It is a very old Christian custom that sweet biscuits and cakes are an integral part of a traditional Christmas in Germany. As early as the 15th and 16th century, blessed bread was distributed to the faithful at the end of mass. Because they bore a Christian stamp, pastries from Aachen were given the name 'Printen', a term derived from the English 'print' or the Dutch 'prent'. The recipes became more refined from the early 19th century onwards, even though they were still more reminiscent of wholefood pastries. The biscuits were then gradually refined in monasteries – the monks were familiar with sweet pastries from the Orient and Italy and had the necessary spices. Since 1820, the name 'Aachener Printen' designates a certain type of gingerbread. It was given as a present not only at Christmas, but also at Easter, weddings or baptisms.

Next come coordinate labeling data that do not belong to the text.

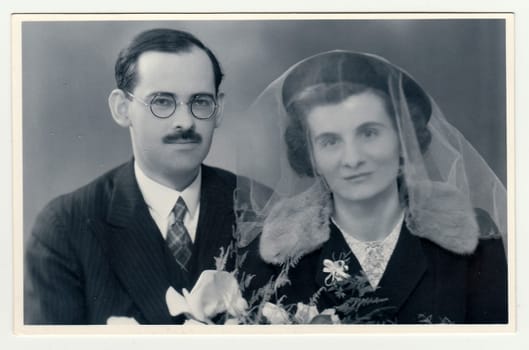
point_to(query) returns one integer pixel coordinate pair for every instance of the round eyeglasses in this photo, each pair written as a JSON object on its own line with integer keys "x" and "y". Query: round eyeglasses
{"x": 163, "y": 105}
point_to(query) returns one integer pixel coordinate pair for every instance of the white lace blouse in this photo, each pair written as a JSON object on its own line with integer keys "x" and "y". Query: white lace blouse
{"x": 373, "y": 256}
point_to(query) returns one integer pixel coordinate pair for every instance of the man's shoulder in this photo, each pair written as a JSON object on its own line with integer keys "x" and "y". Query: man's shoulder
{"x": 95, "y": 194}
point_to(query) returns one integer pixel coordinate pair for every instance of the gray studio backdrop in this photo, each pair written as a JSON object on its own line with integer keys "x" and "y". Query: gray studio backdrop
{"x": 69, "y": 137}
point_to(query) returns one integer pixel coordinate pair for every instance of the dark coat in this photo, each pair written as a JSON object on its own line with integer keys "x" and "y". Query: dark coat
{"x": 96, "y": 252}
{"x": 422, "y": 282}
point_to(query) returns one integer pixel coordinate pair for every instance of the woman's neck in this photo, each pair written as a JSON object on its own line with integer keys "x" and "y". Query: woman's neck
{"x": 371, "y": 219}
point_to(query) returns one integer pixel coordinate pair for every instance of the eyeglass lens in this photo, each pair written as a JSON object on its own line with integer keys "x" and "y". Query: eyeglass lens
{"x": 201, "y": 106}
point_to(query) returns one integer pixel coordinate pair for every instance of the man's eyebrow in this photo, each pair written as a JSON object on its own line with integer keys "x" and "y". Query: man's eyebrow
{"x": 163, "y": 93}
{"x": 167, "y": 93}
{"x": 325, "y": 135}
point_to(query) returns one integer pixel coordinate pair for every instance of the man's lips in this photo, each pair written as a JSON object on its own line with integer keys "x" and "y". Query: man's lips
{"x": 182, "y": 139}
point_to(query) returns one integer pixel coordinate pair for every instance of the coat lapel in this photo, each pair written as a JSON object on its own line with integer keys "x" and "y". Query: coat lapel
{"x": 404, "y": 271}
{"x": 135, "y": 248}
{"x": 334, "y": 249}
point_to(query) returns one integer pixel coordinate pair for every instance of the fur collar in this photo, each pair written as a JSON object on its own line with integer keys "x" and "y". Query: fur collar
{"x": 299, "y": 225}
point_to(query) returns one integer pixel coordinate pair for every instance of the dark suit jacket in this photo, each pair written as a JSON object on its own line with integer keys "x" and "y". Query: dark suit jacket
{"x": 422, "y": 281}
{"x": 96, "y": 252}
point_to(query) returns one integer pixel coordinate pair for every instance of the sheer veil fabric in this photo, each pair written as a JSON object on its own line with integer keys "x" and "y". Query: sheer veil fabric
{"x": 448, "y": 187}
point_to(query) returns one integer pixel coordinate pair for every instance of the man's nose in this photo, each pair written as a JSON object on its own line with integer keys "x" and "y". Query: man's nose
{"x": 182, "y": 117}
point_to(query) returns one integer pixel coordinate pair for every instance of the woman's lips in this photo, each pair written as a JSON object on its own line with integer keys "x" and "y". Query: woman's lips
{"x": 357, "y": 177}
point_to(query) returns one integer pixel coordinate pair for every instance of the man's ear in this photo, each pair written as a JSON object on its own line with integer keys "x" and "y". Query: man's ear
{"x": 119, "y": 107}
{"x": 220, "y": 107}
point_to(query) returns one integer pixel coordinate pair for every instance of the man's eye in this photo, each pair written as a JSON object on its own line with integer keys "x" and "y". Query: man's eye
{"x": 203, "y": 101}
{"x": 162, "y": 101}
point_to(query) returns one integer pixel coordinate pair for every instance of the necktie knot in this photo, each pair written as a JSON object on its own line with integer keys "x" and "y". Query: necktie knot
{"x": 178, "y": 238}
{"x": 179, "y": 210}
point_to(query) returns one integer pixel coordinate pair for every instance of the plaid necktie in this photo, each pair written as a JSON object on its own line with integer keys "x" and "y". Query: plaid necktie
{"x": 178, "y": 238}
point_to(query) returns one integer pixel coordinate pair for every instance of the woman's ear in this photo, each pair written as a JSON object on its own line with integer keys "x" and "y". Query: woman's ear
{"x": 119, "y": 107}
{"x": 220, "y": 107}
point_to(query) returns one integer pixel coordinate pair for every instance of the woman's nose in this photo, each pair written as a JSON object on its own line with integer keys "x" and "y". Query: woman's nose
{"x": 352, "y": 155}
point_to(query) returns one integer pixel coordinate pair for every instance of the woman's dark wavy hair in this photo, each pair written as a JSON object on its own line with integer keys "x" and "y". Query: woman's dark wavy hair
{"x": 161, "y": 40}
{"x": 330, "y": 87}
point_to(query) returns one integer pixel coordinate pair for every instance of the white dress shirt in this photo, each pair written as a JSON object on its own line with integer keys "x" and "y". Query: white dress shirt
{"x": 374, "y": 256}
{"x": 161, "y": 199}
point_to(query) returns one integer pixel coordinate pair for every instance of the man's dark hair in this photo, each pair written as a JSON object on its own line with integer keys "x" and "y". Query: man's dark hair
{"x": 161, "y": 40}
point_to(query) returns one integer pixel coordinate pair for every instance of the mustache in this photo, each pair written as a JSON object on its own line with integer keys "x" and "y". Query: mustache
{"x": 188, "y": 135}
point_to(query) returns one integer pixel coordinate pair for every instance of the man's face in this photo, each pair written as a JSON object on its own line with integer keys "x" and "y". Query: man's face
{"x": 173, "y": 147}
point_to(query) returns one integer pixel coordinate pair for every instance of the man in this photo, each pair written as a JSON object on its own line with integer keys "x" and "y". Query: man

In Nuremberg, too, whose 'Nuremberg gingerbread' is world-famous today, the bakers developed highly sophisticated recipes to refine the dough. They baked sweet, spiced cakes on wafers, using ingredients they found virtually on their doorstep in Nuremberg, a free imperial town at the centre of European spice trade routes. Furthermore, the city was surrounded by huge forests, and there was a lot of bee-keeping. Because there was a plentiful supply of spices and honey from which a whole new form of pastry emerged, a completely new profession developed: that of the gingerbread baker. Experienced gingerbread bakers allowed drums of flour, honey and leavening agent to mature for years until the dough could be made into gingerbread. This ancient craft disappeared when industrially manufactured gingerbread came onto the market.
Cake without flour
Today, gingerbread is sometimes also called 'pepper cake', because it contains pepper along with numerous other spices. In addition to honey as the sweetener, and oriental spices like cinnamon, cloves, aniseed, cardamom, coriander, ginger and nutmeg, another typical feature of gingerbread is the fact that it is baked without yeast. Instead, ammonium bicarbonate or potash is used, giving the dough a bitter taste. Today there is a wide variety of different types of gingerbread: with or without wafers; made of honey cake or nut dough; with almonds, hazelnuts or walnuts; with or without icing and trimmings. The most famous kind is Elisen gingerbread: it consists only of nuts, eggs, honey and spices. And there is one ingredient that Elisen gingerbread certainly does not contain: flour.